It’s 13 years since Jim (Biggs), Michelle (Hannigan), Kevin (Nicholas), Oz (Klein), Finch (Thomas), Stifler (Scott) and the rest graduated from East Great Falls High. Now they return for a delayed class reunion, to discover that no matter how things change (marriage, kids, life), some things stay the same...
The N word — nostalgia — can be a tricky, offensive term. It’s not necessarily the first phrase you might associate with something that also wants to position itself as a gross-out comedy full of boners, booze and boobs. But with Harold & Kumar creators Jon Hurwitz and Hayden Schlossberg at the helm, and the whole original cast back for more, American Pie: Reunion looks to rekindle the relationship. The result is a bit like looking at an ex on Facebook — a mixture of happy memories and the crushing reality that, as with so many former flames, age is rarely kind.
Jim (Jason Biggs) and Michelle (Alyson Hannigan) are now parents to a two-year-old, and are trying to put the spark back in their marriage. Oz has become a semi-famous sports caster with a hot blonde girlfriend (30 Rock’s Katrina Bowden). Kevin (Thomas Ian Nicholas) has settled into the life of a househusband and works as an architect. Finch (Eddie Kaye Thomas) is a well-travelled renaissance man who brings tales of tribes and tattoos. Mena Suvari’s Heather is a doctor, dating a colleague, but seemingly still carrying a torch for Oz. Stifler’s (Seann William Scott) still Stifler, though he’s stuck wondering why the world isn’t a constant party, and trying to make the most of life as a temp. Oh, and Tara Reid’s Vicky is... living in New York, which is about all we learn of her in the small screen time she’s allotted.

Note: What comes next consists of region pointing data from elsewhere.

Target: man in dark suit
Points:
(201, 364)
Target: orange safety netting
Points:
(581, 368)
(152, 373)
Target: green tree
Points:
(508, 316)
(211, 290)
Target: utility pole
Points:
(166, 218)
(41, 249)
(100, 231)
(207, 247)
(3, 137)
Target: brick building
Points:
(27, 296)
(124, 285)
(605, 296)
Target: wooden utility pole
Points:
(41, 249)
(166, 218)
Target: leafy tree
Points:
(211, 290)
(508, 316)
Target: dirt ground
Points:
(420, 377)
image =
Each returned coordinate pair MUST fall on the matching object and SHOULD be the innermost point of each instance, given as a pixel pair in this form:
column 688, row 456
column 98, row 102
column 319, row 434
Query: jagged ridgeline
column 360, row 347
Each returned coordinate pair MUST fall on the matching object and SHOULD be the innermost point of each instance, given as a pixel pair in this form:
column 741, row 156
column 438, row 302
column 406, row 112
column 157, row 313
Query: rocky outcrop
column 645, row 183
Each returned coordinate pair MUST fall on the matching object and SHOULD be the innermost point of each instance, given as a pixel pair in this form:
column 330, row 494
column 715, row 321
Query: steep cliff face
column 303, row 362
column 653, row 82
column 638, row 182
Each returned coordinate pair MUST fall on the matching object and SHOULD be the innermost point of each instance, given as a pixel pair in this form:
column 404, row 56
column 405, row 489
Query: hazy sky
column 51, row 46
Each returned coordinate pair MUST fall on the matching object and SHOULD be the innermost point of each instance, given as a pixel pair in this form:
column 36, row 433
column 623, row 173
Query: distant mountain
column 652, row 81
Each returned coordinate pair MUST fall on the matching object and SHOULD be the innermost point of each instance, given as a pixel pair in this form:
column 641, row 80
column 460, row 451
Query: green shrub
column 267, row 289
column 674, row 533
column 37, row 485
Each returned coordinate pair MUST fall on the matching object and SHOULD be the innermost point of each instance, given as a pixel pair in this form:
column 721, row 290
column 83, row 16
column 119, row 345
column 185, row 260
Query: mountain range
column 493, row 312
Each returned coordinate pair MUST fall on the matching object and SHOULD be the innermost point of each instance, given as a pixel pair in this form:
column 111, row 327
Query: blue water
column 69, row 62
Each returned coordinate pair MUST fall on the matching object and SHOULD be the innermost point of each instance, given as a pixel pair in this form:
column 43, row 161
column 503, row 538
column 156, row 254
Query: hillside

The majority of the film is split between ruminating about the passing of time and how life works out (with the lads in particular pondering how The Kids Today are so much wilder/hotter than they were) and trying to recapture some element of youth. Unfortunately for us, this equals Hurwitz and Schlossberg watching the first movie and figuring out as many callbacks as it’s possible to squeeze into one sequel. In fact, aside from the odd wife/job/baby here and there, everything is much the same, and that’s part of the problem. It all becomes very predictable very fast. Jim is caught masturbating, Finch has a bathroom issue (albeit a pleasant one this time), Oz is crushing on Heather etc. If there’s any real development, it’s for Eugene Levy as Jim’s dad. With his wife dead, he’s encouraged to start dating again, leading to plenty of Levy being awkward or awesome and finally meeting up with Stifler’s mom (Jennifer Coolidge). They riff off each other well, but even that comes across less like a fully thought-out development in the story and more like American Pie fan fiction writ large on screen.
The actors do their best, though, and the performances are good-natured enough that there’s some fun to be had simply hanging out with them again. Old friends, then: it’s nice to see them, it’s fun to catch up, but there comes a point when you realise there might just be a reason you didn’t stay in touch as much as you might have. After all, nostalgia can only get you so far.
The first couple of servings back in the day were fresh and fruity, but the franchise has been left on the shelf a little too long. It’s occasionally entertaining to have these characters back in our lives, but for the most part this fails to party like it’s 1999.